Search engine optimization, or “SEO,” means using technical and not-so-technical techniques to make sure that people searching for topics you write about will find your site.
After getting some great tips from a few site managers I know and doing additional research online I was able to improve the SEO for my site. I was able to distill these tips into some basics that are important to any site that wants a larger share of search engine traffic.
Many sites just starting up would have to focus more than I do on getting incoming links, which is how Google ranks sites (more inbound links = more authority).
Remember that you shouldn’t go overboard with SEO motivated site changes. If you start creating dummy pages with incoming links with the idea of boosting your sites exposure for a certain keyword, you will end up with a lower page rank once Google realizes what you’re doing.
With these caveats in mind, here are some SEO tips to consider:
Get both inbound and outbound links. While Google ranks your sites importance on the number of inbound links coming from other sites, it gives much more weight to in links from authority sites.
Use headlines and title tags with the keywords up front. As you consider search engine optimization for your site, you should think about the most important keywords that people will use when searching for your site in Google.

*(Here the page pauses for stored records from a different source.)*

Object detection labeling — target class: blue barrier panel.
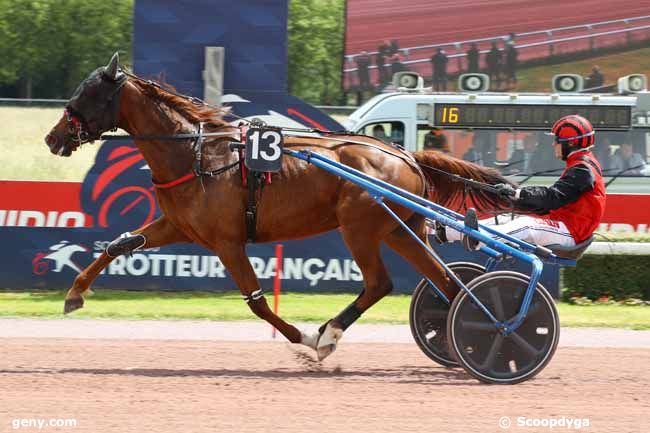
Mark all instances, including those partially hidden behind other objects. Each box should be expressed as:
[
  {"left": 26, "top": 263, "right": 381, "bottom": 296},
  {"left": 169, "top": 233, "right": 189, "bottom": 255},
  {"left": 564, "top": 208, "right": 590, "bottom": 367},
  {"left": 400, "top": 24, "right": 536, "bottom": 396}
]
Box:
[
  {"left": 0, "top": 227, "right": 557, "bottom": 293},
  {"left": 0, "top": 0, "right": 558, "bottom": 292}
]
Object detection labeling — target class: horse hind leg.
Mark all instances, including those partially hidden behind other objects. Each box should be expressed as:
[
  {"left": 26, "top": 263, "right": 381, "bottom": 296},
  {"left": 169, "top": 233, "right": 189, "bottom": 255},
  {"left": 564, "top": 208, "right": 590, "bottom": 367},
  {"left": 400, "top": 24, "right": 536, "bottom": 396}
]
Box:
[
  {"left": 213, "top": 242, "right": 306, "bottom": 347},
  {"left": 316, "top": 228, "right": 393, "bottom": 361},
  {"left": 63, "top": 216, "right": 189, "bottom": 314},
  {"left": 384, "top": 214, "right": 459, "bottom": 299}
]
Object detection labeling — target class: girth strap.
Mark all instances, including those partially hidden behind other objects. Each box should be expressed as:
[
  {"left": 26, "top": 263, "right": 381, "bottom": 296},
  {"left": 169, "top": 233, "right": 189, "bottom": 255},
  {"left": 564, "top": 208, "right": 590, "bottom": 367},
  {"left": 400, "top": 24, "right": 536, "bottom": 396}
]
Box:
[{"left": 246, "top": 170, "right": 260, "bottom": 243}]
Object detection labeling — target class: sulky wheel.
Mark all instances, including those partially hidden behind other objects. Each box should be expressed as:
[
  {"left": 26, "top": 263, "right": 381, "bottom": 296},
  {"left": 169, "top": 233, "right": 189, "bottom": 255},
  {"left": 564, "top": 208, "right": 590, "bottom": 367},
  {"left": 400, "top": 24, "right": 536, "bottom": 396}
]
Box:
[
  {"left": 447, "top": 271, "right": 560, "bottom": 384},
  {"left": 409, "top": 262, "right": 485, "bottom": 367}
]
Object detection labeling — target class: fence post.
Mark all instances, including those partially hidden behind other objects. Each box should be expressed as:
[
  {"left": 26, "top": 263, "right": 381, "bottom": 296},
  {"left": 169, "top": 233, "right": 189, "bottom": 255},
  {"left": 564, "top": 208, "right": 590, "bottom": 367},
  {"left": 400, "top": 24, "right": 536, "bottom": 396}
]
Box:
[{"left": 271, "top": 244, "right": 283, "bottom": 338}]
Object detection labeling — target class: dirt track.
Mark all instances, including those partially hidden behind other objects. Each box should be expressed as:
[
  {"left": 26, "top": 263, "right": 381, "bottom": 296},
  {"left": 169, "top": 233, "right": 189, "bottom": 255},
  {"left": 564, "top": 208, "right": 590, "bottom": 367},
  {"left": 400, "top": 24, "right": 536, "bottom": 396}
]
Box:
[{"left": 0, "top": 321, "right": 650, "bottom": 433}]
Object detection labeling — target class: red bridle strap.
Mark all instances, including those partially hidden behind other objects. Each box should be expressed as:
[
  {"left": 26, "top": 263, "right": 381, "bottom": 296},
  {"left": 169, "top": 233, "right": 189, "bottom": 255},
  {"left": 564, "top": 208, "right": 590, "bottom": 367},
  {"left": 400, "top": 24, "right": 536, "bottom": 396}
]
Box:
[{"left": 151, "top": 170, "right": 197, "bottom": 189}]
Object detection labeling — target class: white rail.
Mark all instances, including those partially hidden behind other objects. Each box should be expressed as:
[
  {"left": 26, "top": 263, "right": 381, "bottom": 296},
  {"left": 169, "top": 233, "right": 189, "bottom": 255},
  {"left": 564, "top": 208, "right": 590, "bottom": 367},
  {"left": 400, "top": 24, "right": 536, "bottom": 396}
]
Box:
[
  {"left": 346, "top": 15, "right": 650, "bottom": 60},
  {"left": 343, "top": 25, "right": 650, "bottom": 73}
]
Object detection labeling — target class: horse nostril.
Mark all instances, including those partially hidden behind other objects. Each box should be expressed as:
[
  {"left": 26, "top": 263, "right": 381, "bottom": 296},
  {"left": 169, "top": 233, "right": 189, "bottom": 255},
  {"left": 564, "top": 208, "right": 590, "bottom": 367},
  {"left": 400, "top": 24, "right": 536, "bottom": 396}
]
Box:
[{"left": 45, "top": 133, "right": 57, "bottom": 147}]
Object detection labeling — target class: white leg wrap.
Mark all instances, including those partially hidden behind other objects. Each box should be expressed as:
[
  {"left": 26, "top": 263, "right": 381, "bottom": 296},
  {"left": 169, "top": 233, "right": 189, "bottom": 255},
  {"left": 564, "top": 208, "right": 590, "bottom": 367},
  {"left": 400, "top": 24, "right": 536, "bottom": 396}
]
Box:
[{"left": 316, "top": 323, "right": 343, "bottom": 361}]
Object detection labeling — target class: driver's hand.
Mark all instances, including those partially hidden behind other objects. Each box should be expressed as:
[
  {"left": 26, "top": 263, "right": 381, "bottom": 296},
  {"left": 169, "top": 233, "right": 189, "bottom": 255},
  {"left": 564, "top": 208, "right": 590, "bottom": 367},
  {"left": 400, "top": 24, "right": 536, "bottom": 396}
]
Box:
[{"left": 494, "top": 183, "right": 517, "bottom": 200}]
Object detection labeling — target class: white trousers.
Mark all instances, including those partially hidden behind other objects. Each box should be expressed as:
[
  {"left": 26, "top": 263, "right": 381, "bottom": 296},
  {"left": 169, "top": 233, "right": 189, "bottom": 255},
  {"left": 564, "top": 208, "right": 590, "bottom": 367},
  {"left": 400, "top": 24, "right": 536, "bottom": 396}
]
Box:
[{"left": 446, "top": 215, "right": 576, "bottom": 247}]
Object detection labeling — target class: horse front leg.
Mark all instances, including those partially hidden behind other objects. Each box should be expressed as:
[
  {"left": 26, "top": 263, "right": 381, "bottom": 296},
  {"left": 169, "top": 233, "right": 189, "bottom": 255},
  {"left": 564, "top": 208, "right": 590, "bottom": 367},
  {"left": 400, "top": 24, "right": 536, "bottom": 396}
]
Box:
[
  {"left": 63, "top": 215, "right": 190, "bottom": 314},
  {"left": 215, "top": 242, "right": 308, "bottom": 348}
]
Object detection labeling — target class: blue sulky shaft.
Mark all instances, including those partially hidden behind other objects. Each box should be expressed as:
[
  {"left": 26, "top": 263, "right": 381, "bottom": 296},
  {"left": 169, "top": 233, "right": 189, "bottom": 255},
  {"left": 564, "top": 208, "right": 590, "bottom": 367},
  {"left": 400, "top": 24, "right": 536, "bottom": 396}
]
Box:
[{"left": 285, "top": 149, "right": 554, "bottom": 335}]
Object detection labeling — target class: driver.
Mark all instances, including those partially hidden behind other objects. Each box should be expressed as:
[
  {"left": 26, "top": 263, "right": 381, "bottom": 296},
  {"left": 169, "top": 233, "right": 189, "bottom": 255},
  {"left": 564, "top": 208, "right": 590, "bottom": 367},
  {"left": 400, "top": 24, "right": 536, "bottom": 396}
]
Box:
[{"left": 435, "top": 115, "right": 605, "bottom": 249}]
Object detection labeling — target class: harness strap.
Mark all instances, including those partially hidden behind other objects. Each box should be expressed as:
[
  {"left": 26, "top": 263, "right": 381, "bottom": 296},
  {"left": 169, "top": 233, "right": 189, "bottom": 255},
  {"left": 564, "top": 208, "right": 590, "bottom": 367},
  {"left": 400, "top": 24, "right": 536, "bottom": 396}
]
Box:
[
  {"left": 578, "top": 155, "right": 603, "bottom": 176},
  {"left": 151, "top": 170, "right": 198, "bottom": 189}
]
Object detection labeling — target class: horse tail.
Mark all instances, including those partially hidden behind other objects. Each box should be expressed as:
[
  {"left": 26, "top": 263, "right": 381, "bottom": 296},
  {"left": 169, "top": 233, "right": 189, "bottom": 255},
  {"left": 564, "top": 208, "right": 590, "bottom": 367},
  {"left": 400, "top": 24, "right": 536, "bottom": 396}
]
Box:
[{"left": 413, "top": 151, "right": 515, "bottom": 213}]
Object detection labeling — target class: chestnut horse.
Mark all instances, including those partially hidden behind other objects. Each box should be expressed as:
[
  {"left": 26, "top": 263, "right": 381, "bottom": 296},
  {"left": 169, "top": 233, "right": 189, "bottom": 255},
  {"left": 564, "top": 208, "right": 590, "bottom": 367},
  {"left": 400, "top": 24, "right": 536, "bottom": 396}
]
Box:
[{"left": 45, "top": 54, "right": 507, "bottom": 359}]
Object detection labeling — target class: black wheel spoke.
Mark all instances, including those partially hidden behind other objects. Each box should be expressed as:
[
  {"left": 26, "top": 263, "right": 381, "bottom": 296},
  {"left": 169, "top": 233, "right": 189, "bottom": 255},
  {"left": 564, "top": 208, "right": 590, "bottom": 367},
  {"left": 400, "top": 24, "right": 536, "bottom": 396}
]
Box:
[
  {"left": 490, "top": 286, "right": 505, "bottom": 321},
  {"left": 481, "top": 333, "right": 503, "bottom": 371},
  {"left": 510, "top": 332, "right": 543, "bottom": 357},
  {"left": 461, "top": 320, "right": 497, "bottom": 333},
  {"left": 419, "top": 304, "right": 449, "bottom": 320}
]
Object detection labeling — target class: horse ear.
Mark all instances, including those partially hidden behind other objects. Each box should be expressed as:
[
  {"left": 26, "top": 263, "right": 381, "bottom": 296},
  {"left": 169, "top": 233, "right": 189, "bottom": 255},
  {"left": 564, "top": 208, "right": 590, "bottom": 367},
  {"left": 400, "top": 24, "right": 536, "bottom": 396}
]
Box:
[{"left": 104, "top": 51, "right": 120, "bottom": 81}]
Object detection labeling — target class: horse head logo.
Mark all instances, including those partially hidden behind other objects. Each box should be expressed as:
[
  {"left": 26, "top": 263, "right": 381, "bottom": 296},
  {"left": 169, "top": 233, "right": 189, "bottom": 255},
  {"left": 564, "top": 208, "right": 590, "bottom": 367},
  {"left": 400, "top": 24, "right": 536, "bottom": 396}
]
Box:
[{"left": 37, "top": 241, "right": 88, "bottom": 273}]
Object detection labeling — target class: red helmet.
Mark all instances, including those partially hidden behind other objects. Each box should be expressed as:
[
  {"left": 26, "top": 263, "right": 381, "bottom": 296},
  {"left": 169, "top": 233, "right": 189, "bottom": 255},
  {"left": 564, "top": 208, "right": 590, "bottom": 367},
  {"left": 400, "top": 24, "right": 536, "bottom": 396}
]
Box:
[{"left": 551, "top": 114, "right": 595, "bottom": 160}]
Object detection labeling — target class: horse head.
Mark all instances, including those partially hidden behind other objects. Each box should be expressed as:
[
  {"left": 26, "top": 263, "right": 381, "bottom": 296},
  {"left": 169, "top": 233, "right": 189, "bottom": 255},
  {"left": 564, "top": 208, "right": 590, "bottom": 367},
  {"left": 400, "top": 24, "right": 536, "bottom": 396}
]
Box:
[{"left": 45, "top": 53, "right": 128, "bottom": 156}]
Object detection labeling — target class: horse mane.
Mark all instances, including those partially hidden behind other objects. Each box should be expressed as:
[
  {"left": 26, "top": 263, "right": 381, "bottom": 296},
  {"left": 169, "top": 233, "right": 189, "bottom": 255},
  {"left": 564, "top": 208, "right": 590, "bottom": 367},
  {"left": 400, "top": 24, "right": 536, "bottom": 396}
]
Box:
[
  {"left": 413, "top": 151, "right": 514, "bottom": 213},
  {"left": 131, "top": 73, "right": 230, "bottom": 127}
]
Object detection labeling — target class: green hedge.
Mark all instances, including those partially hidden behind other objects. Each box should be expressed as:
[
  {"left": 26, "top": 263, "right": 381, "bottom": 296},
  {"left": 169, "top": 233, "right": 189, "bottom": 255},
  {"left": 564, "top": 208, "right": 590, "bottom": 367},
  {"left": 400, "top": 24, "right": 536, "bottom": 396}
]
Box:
[{"left": 563, "top": 255, "right": 650, "bottom": 301}]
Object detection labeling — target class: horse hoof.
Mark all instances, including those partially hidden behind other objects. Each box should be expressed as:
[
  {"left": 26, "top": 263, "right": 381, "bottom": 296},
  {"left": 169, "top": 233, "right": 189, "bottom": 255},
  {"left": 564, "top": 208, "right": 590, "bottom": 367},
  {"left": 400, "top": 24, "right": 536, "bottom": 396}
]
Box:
[
  {"left": 316, "top": 323, "right": 343, "bottom": 361},
  {"left": 316, "top": 344, "right": 336, "bottom": 361},
  {"left": 300, "top": 332, "right": 320, "bottom": 350},
  {"left": 63, "top": 298, "right": 84, "bottom": 314}
]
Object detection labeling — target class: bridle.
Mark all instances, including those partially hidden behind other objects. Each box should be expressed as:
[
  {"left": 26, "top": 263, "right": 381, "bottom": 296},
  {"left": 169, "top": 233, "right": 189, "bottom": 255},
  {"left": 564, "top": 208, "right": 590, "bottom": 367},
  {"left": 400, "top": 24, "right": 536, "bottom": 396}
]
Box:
[
  {"left": 64, "top": 67, "right": 128, "bottom": 147},
  {"left": 63, "top": 107, "right": 94, "bottom": 147}
]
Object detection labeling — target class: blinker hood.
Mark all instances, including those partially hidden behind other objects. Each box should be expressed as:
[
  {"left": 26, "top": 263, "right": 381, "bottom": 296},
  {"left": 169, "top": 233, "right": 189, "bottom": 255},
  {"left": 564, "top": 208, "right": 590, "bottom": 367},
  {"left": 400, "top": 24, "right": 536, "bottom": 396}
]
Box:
[{"left": 67, "top": 66, "right": 128, "bottom": 140}]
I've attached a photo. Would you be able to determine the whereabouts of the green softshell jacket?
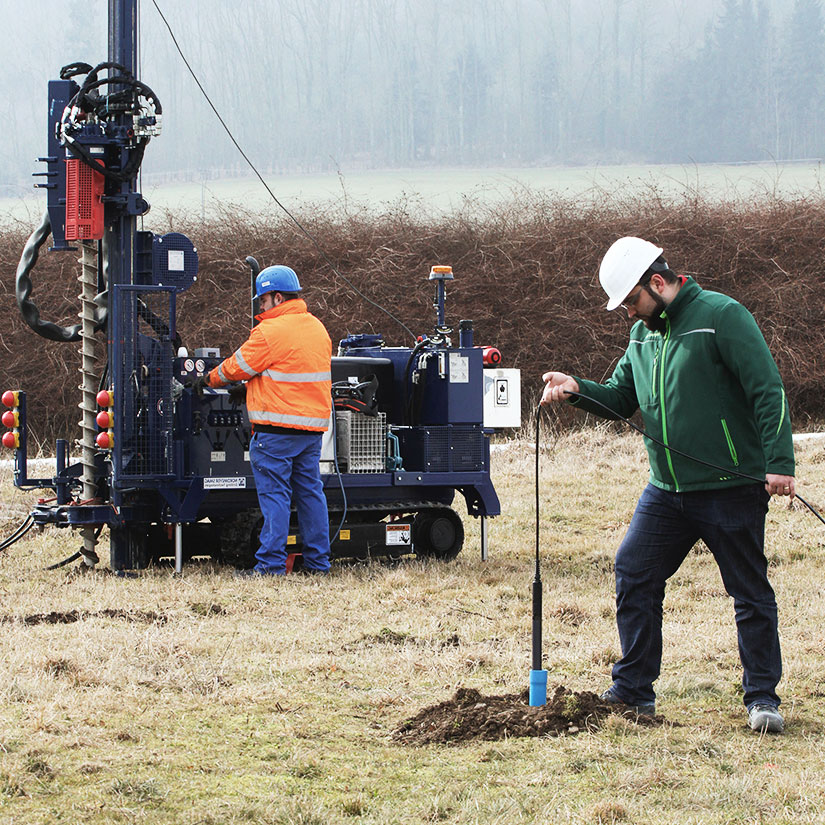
[571,278,794,492]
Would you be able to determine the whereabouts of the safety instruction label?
[450,352,470,384]
[203,476,246,490]
[386,524,411,547]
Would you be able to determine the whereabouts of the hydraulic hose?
[15,211,107,341]
[566,392,825,524]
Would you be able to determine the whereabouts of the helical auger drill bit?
[78,241,100,567]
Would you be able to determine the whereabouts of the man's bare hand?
[765,473,796,501]
[539,372,579,407]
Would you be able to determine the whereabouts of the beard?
[642,290,667,332]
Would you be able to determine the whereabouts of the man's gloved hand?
[226,381,246,404]
[184,375,209,398]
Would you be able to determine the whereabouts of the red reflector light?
[481,347,501,366]
[95,433,115,450]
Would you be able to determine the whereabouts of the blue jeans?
[613,484,782,707]
[249,433,329,576]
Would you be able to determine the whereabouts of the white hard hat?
[599,238,662,309]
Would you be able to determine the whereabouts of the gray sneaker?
[599,687,656,716]
[748,704,785,733]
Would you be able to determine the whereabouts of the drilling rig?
[2,0,521,572]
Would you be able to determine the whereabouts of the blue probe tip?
[530,670,547,708]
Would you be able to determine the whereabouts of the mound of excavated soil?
[393,685,662,745]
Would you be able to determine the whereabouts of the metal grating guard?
[395,424,486,473]
[115,286,174,478]
[335,410,387,473]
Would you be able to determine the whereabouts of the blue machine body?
[4,0,508,570]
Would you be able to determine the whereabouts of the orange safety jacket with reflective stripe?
[207,298,332,432]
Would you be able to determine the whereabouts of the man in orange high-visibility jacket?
[206,266,332,576]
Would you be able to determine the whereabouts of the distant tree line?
[147,0,825,175]
[0,0,825,190]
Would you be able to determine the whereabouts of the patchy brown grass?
[0,188,825,448]
[0,425,825,825]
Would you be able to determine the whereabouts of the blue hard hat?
[255,264,301,298]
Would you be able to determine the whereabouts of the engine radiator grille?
[394,424,487,473]
[335,410,387,473]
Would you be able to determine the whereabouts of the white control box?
[483,367,521,428]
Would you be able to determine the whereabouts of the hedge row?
[0,190,825,443]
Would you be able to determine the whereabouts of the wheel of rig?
[412,507,464,561]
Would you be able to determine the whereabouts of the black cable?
[565,390,825,524]
[152,0,416,339]
[329,405,347,555]
[0,514,34,551]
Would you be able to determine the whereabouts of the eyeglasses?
[622,286,645,309]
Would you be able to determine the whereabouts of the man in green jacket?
[541,238,795,733]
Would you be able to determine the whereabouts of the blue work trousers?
[613,484,782,707]
[249,433,329,576]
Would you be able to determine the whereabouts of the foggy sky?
[0,0,819,196]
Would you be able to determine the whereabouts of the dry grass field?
[0,426,825,825]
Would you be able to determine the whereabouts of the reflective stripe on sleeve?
[263,370,332,384]
[235,349,260,378]
[248,410,329,427]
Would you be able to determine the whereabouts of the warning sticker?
[203,476,246,490]
[386,524,411,547]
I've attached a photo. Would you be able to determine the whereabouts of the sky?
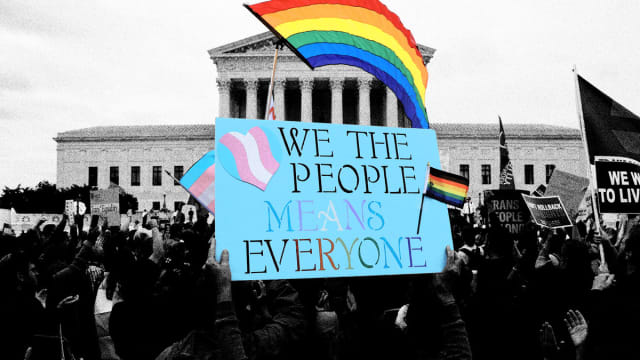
[0,0,640,191]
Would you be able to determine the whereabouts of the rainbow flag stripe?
[180,150,216,214]
[245,0,429,128]
[425,168,469,208]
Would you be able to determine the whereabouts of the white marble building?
[54,33,588,209]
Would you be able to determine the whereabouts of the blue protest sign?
[215,118,452,280]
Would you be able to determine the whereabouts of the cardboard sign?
[11,214,62,233]
[90,188,120,226]
[575,190,593,222]
[522,194,573,229]
[544,169,589,218]
[215,118,452,280]
[595,158,640,214]
[484,190,529,235]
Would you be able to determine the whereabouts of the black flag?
[498,116,516,190]
[577,75,640,164]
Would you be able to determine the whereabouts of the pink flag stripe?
[220,133,267,191]
[189,165,216,198]
[249,127,280,174]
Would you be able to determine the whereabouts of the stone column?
[386,87,398,127]
[216,79,231,117]
[244,79,264,119]
[330,79,344,124]
[300,78,313,122]
[358,78,371,125]
[273,80,287,120]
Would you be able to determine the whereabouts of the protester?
[0,198,640,360]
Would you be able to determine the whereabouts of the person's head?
[486,226,513,259]
[560,240,590,273]
[0,251,38,296]
[130,229,153,259]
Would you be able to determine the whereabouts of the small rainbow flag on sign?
[424,166,469,208]
[179,150,216,215]
[245,0,429,129]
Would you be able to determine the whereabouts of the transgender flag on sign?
[180,150,216,215]
[218,126,280,191]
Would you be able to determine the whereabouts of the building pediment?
[209,31,435,63]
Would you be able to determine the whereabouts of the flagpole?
[264,43,281,120]
[416,162,430,234]
[572,65,601,238]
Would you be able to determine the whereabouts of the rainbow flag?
[180,150,216,215]
[424,166,469,208]
[245,0,429,129]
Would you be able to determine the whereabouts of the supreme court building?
[54,33,588,210]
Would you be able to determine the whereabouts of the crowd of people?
[0,205,640,360]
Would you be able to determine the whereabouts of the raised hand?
[431,245,462,304]
[564,310,589,347]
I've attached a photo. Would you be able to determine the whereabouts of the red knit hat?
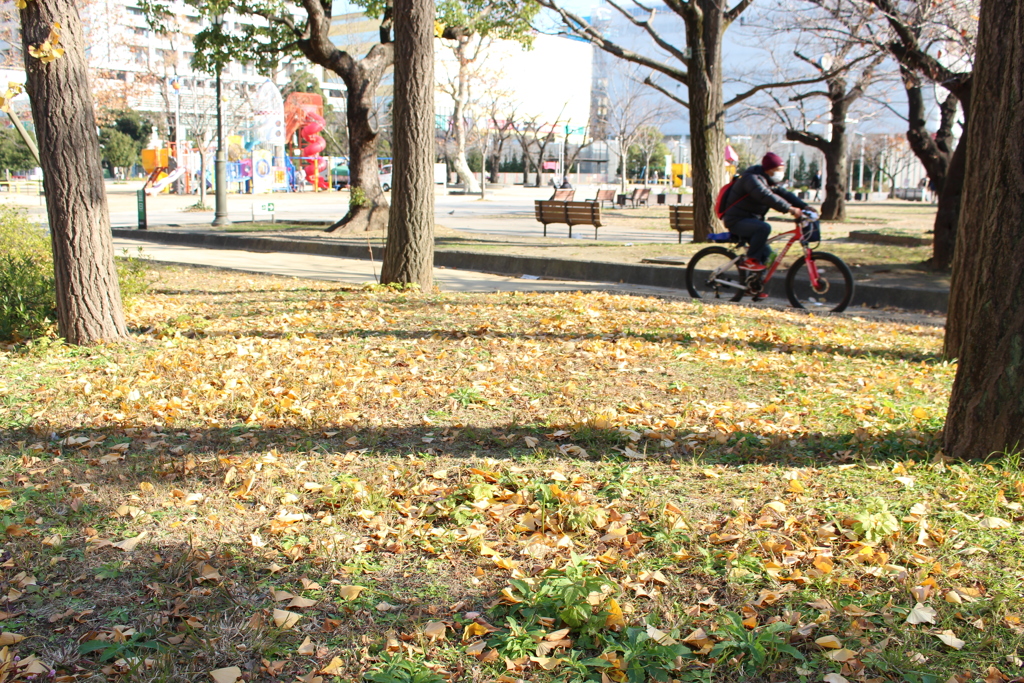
[761,152,785,171]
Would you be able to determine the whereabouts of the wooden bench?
[534,200,601,240]
[588,189,615,206]
[630,187,650,209]
[618,187,650,209]
[669,204,693,244]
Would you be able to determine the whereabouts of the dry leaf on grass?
[935,629,967,650]
[338,586,367,600]
[273,609,302,629]
[111,531,148,553]
[906,602,935,624]
[210,667,242,683]
[423,622,447,640]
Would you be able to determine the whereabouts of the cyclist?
[722,152,810,272]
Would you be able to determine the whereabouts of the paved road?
[114,239,945,327]
[111,187,685,244]
[114,239,683,298]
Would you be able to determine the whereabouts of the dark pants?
[727,218,771,263]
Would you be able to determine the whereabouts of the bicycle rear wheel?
[785,252,853,313]
[686,247,746,301]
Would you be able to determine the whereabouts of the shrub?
[0,206,150,341]
[0,206,56,341]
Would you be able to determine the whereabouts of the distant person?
[722,152,810,272]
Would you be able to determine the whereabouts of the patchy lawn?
[0,267,1024,683]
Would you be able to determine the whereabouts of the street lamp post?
[210,14,229,225]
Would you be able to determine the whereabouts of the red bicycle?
[686,211,854,313]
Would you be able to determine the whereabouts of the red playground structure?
[285,92,330,189]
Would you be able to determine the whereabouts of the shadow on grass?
[0,415,941,467]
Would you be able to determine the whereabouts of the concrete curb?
[113,227,949,313]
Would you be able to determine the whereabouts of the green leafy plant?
[362,655,445,683]
[78,629,167,661]
[495,554,618,647]
[348,187,369,209]
[711,612,804,672]
[0,207,56,341]
[853,498,899,545]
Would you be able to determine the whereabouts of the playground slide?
[145,166,188,195]
[300,112,329,189]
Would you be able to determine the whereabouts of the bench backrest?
[669,204,693,232]
[534,200,601,227]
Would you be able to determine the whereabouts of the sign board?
[253,150,273,195]
[135,189,148,230]
[253,202,274,222]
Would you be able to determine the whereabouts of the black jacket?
[723,166,807,227]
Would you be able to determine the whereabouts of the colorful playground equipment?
[285,92,330,189]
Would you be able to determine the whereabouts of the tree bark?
[679,0,726,242]
[900,67,965,270]
[381,0,434,291]
[944,0,1024,458]
[452,36,480,193]
[298,0,393,232]
[20,0,128,344]
[327,54,391,232]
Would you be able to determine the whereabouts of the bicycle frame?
[710,219,819,291]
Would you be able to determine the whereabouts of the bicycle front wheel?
[686,247,746,301]
[785,252,853,313]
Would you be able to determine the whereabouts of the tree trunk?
[684,0,726,242]
[900,67,966,270]
[945,0,1024,458]
[20,0,128,344]
[821,139,848,220]
[327,52,391,232]
[452,36,480,193]
[381,0,434,292]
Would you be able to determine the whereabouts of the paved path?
[114,238,945,327]
[114,238,683,299]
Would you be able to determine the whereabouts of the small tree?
[437,0,540,193]
[99,128,138,178]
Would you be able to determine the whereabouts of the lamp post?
[210,14,229,225]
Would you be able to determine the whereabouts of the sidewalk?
[113,225,949,313]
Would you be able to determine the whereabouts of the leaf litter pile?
[0,267,1024,683]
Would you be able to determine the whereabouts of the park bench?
[534,200,601,240]
[669,204,693,244]
[588,189,615,206]
[618,187,650,209]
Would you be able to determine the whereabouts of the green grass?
[0,267,1024,683]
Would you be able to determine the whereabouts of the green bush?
[0,205,150,341]
[0,206,56,341]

Search engines tend to put more weight on keywords earlier in the page title. One fallout of having these keyword-filled headlines is that you can’t be as creative as tabloid newspapers can be.
3. Web addresses for your blog posts or articles should include keywords. Similarly, it’s important that the URL for each story contains the keywords from your headline and even the category for the story.
4. Page descriptions should be unique or eliminated. If you grab the first sentence or use the same meta-description on every page, it’s nowhere near as relevant as the description that Google can pull itself from your site, so, if your description is the same on all the pages, you are better off removing it and letting Google auto-generate it.
5. Highlight your best content on every page. One feature that is common on major news sites is a list of “Most Popular Stories” or “Most Emailed Stories.” Having that list in a prominent place on your site, on all pages, would bring more traffic (and inbound links) to your site’s best content, and serve as an entree into the site for people who just came to read one post.
Many readers leave the site after reading only one post, if you make it easy for them to find some of your best work then they may stick around and read more or subscribe to your blog feed if they find your content compelling enough.
Limit the use of title tags and categories and use just the one that is most important. You should highlight only the important categories and put the others on a different page. Using too many tags will create a bunch of links that aren’t really useful. The best practice is to use tags for just the most important keywords.
Create a Google News sitemap and optimize any images. Google recommends that publishers submit special “sitemaps” to help the search engine easily index the sites pages. Sitemaps are dynamic XML files that you submit to Google and are used by their spider to index your content.